Why did I make The Wolf Who Cried Boy for older kids? I’ve received feedback that the book is too “brutal” for 2nd through 4th graders. A recent review noted, “Wonderful images but often dark and scary not for tiny tots or children of a nervous disposition,” which is totally fair.

My intention was to match the tone of the older versions of the Aesop’s fable, which often ended with the little boy dying. There’s even a version where the boy does in fact see a wolf each time he cries out, but the noise of the villagers’ approach scares the wolf away. The final time, when the villagers don’t respond, the wolf continues to approach and kills the boy.

Obviously, I toned down the story greatly in The Wolf Who Cried Boy. The Wolf doesn’t die and repents. The final scene also shows that the Shepherd Boy got a happy ending, although the fact that he’s still a shepherd as a young adult was meant to imply that he was being punished for his youthful indiscretions by not being given a better job.

As for my artwork, my original imagery idea for that page with the sheep was to show the wolf pack latching onto and biting into the sheep. But I figured that depicting them leaping toward the sheep got the point across while also looking epic.

I also tried to make the climax scene not bloody by simply implying that Wolf is getting hit by some of the arrows by showing his scars in the subsequent pages. While my target demographic is older kids, I also wanted the book to be accessible to mature younger kids.

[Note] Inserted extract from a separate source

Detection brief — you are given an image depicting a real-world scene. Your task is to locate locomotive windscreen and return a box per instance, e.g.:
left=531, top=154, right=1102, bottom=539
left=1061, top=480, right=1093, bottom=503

The overall goal was to create artwork that would appeal to tweens and grade schoolers. That’s why I drew inspiration from Nordic fairytale art when creating this book. While this art style is more detailed than the simple artwork preferred by young children, I believe the flat shading makes the art more approachable.

Another factor I considered was the grade level of the readers. My writing process begins by first outlining the plot and then I write the details in a normal storytelling format. I have my Beta Readers group go over the story and give me feedback. Once all the major details are settled, I then convert the story into rhyming prose.

Since this book was targeted at older kids I focused on enhancing the storytelling impact. As such, I used words that a 4th grader might not understand.

I’m a big believer in enriching a child’s vocabulary. Also, parents are more likely to read a book to 2nd through 4th graders, so I’d hope they’d explain the meaning of the words.

But the choice of vocabulary was mostly an ancillary motive (look that up if you don’t know what it means!). The real reason I made the book for older kids is that they are often being trained in post-modern ideologies. They’re taught to believe that truth is relative and that you can “have your own truth” so I wanted to write a story that discussed the importance of truth in stark terms.

While post-modernism is definitely outside the scope of the book, I’m hoping that parents and kids will finish reading and have a greater respect for truth. It’s a good starting point for parents to discuss heavier topics with their kids.